Circa la seconda, di domanda, e beh: lì la risposta è più difficile. Perché per rispondere occorre prendere atto che in una zona centrale della città, con un alto flusso di frequentazione sia di veicoli che di pedoni, nessuno dei residenti pare essersi accorto d’un pezzo di macchina messo là a mantecare da giorni. O, peggio ancora, che se ne sia accorto ma abbia pensato che non era un suo problema. Lui, come un altro, come tanti altri, come tutti. Evidentemente piace, fa arredo urbano. Con un piccolo adattamento di natiche supplisce pure all’assenza di panchine. E alla lunga, dai, si finisce per affezionarcisi, si sa come funziona. Un giorno la carezza di uno, il giorno dopo il piatto caldo dell’altro, e in un niente diventa il coccolato e vezzeggiato paraurti randagio del quartiere.
E non c’è nemmeno da temere che un giorno o l’altro arrivi l’accalappiacani, lo trovi senza microchip e lo porti al canile. Di aziende così, che vedono in strada qualcosa d’inusuale e se ne occupano comunque, anche se non gli compete o se un capo non gliel’abbia esplicitamente ordinato, leggenda narra che in altri comuni ce ne siano, ma che qui da noi il rischio non si corra.

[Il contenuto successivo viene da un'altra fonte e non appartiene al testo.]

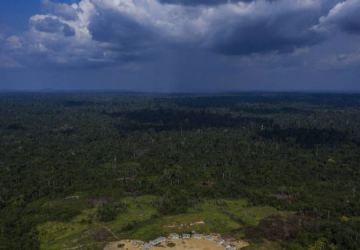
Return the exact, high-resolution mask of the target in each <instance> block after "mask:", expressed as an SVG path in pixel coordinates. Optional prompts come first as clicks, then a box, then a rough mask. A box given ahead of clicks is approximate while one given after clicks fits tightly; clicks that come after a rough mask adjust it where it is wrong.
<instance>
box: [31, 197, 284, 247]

Perché tanto il decoro urbano è un problema solo quando ci tocca personalmente, quando ci inzaccherano il tappetino davanti casa, quando un abuso edilizio ci deturpa la visuale, quando magari quel paraurti ci sporca le scarpe nuove o la giacca alla moda.
Fino ad allora, che vuoi che sia: può essere oro o immondizia, può piacere o meno, può apparire di cattivo o buon gusto. Ma tutto sommato, signori, si tratta pur sempre di arte.